Jeszcze niedawno minister Jurgiel mamił rolników obietnicami podwojonych dopłat unijnych. Dzisiaj okazuje się, że duża część z nich nie zobaczy żadnych pieniędzy na oczy. To dramat dla polskich gospodarzy. Wielu z nich pozostało bez środków do życia i spłaty kredytów. Co więcej, niekompetencja resortu może kosztować Polskę nawet 14 mld zł!

Rzeczywistość szybko zweryfikowała obietnice ministra Jurgiela. Zamiast obiecanych podwojonych dopłat ponad 90 tys. rolników nie otrzyma żadnych z należnych im pieniędzy. Za ich dramat odpowiada minister Jurgiel. Jego miotła kadrowa i obsadzenie Agencji Restrukturyzacji i Modernizacji Rolnictwa swoimi ludźmi całkowicie sparaliżowała prace instytucji. Urzędnicy błędnie zawyżyli stawkę dopłat za hektara. Przez to nie starczy pieniędzy dla części gospodarzy.

W poprzednich latach 80% rolników otrzymywało swoje pieniądze do końca grudnia. Reszta dostawała je do marca – trzy miesiące przed końcową datą. PiS zaniechał tego dobrego zwyczaju. Co więcej, przez niekompetencje ministra Jurgiela pierwszy raz po akcesji Polski do Unii Europejskiej rząd spóźnił się z wypłatami. Mimo tak rażącego błędu Bruksela przedłużyła termin.

To nie pomogło. Urzędnicy w Agencji, których wcisnął minister Jurgiel źle wyliczyli stawki. Przez zawyżone środki pula skończyła się przed wypłatami dla wszystkich rolników. Niestety nie widać rozwiązania tej sytuacji. Ministerstwo chciało przesunąć środki z innej puli, jednak zabraniają im tego unijne przepisy.
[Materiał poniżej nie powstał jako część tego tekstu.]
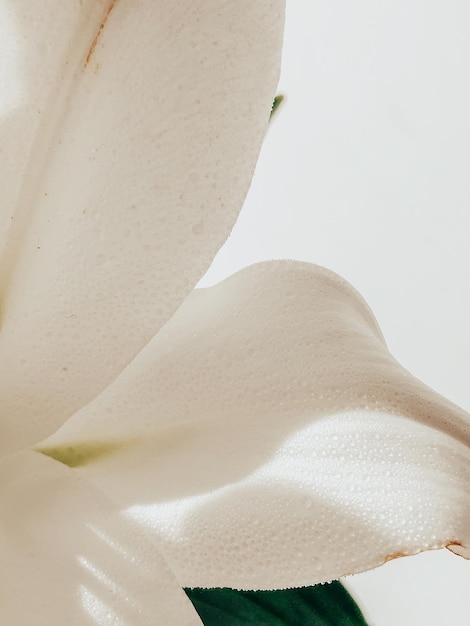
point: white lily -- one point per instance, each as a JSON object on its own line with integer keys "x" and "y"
{"x": 261, "y": 436}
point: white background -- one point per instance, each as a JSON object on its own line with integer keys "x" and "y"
{"x": 365, "y": 170}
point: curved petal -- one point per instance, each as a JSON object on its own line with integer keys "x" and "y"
{"x": 70, "y": 557}
{"x": 271, "y": 440}
{"x": 140, "y": 139}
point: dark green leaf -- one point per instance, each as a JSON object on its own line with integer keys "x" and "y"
{"x": 321, "y": 605}
{"x": 276, "y": 104}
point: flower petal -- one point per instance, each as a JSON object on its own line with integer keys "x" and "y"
{"x": 140, "y": 139}
{"x": 69, "y": 557}
{"x": 270, "y": 439}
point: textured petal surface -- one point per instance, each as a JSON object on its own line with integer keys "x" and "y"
{"x": 69, "y": 557}
{"x": 271, "y": 440}
{"x": 131, "y": 141}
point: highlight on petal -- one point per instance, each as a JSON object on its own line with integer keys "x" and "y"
{"x": 124, "y": 169}
{"x": 69, "y": 556}
{"x": 276, "y": 442}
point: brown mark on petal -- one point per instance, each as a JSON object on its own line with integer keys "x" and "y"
{"x": 83, "y": 453}
{"x": 395, "y": 555}
{"x": 459, "y": 549}
{"x": 98, "y": 33}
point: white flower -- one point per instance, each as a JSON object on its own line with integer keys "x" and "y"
{"x": 255, "y": 434}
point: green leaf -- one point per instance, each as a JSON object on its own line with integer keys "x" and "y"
{"x": 321, "y": 605}
{"x": 278, "y": 100}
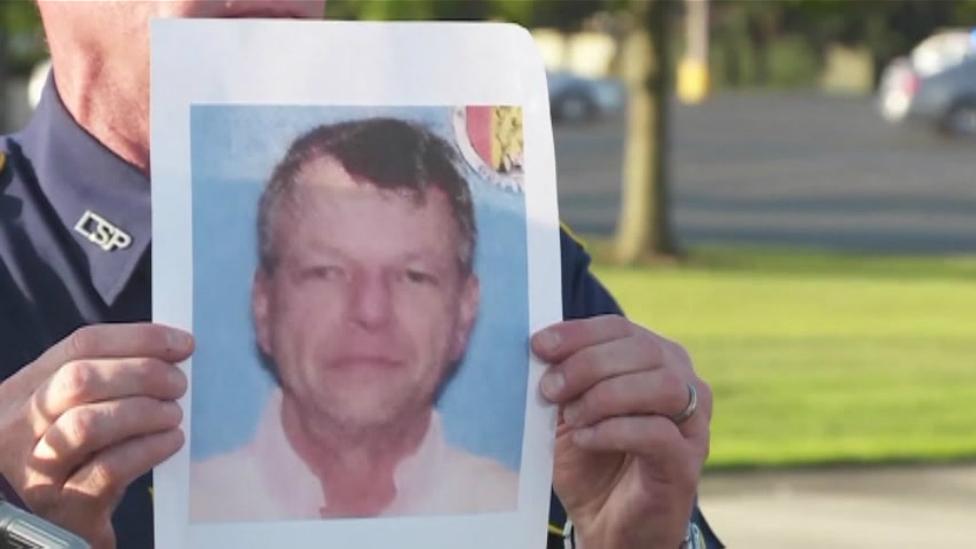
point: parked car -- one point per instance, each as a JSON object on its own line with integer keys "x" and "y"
{"x": 574, "y": 98}
{"x": 936, "y": 84}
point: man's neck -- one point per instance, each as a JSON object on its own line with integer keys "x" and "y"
{"x": 110, "y": 104}
{"x": 357, "y": 468}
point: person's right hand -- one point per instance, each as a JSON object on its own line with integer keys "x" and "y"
{"x": 92, "y": 414}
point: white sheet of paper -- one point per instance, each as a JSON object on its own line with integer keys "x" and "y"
{"x": 227, "y": 99}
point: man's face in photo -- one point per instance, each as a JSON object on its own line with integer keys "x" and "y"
{"x": 367, "y": 308}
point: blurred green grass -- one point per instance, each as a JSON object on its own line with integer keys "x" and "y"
{"x": 820, "y": 358}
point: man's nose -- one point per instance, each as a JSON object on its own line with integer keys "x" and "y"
{"x": 371, "y": 300}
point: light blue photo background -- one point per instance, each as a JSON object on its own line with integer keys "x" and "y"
{"x": 233, "y": 149}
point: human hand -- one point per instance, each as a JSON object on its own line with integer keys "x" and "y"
{"x": 89, "y": 416}
{"x": 625, "y": 471}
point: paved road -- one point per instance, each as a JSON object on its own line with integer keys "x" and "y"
{"x": 784, "y": 169}
{"x": 890, "y": 508}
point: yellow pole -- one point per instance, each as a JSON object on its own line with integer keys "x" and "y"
{"x": 693, "y": 81}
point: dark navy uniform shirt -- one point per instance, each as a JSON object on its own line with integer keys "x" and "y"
{"x": 54, "y": 278}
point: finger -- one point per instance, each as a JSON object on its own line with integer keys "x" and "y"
{"x": 653, "y": 437}
{"x": 115, "y": 341}
{"x": 85, "y": 430}
{"x": 659, "y": 391}
{"x": 555, "y": 343}
{"x": 590, "y": 365}
{"x": 89, "y": 381}
{"x": 105, "y": 477}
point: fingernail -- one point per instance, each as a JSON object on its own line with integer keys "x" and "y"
{"x": 180, "y": 341}
{"x": 583, "y": 437}
{"x": 571, "y": 414}
{"x": 552, "y": 384}
{"x": 549, "y": 340}
{"x": 176, "y": 377}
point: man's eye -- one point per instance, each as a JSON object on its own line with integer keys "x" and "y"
{"x": 419, "y": 277}
{"x": 324, "y": 272}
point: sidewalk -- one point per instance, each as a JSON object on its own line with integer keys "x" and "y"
{"x": 855, "y": 508}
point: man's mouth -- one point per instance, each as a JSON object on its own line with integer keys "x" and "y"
{"x": 373, "y": 362}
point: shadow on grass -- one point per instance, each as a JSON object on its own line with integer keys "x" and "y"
{"x": 844, "y": 463}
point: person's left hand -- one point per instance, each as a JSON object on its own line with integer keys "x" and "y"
{"x": 626, "y": 473}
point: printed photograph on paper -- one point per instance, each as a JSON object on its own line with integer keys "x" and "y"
{"x": 360, "y": 309}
To nie koniec kłopotów. Grozi nam brak zwrotu wydanych środków. Zasady są jasne: to rząd wykłada początkowo pieniądze na dopłaty, a dopiero po kontroli z Brukseli i sprawdzeniu formalności następuje zwrot poniesionych środków. Dziura powstała w ten sposób może opiewać na ponad 14 mld zł!

Minister Jurgiel, chcąc naprawić pomyłkę, pod koniec grudnia wydał projekt rozporządzenia o zmniejszeniu stawek dopłat. Jakby tego było mało, urzędnicy w biurach powiatowych ARiMR mają odbierać nadpłaty od rolników i rozdzielić je między tych, którzy nic nie dostali. Rolnicy są oburzeni. Mają dość niekompetencji i arogancji rządzących. Po raz kolejny PiS pokazało gdzie ma problemy polskiej wsi. Jeśli rolnicy nie dostaną za chwilę dopłat nie będą mieli pieniędzy na pokrycie najpilniejszych potrzeb.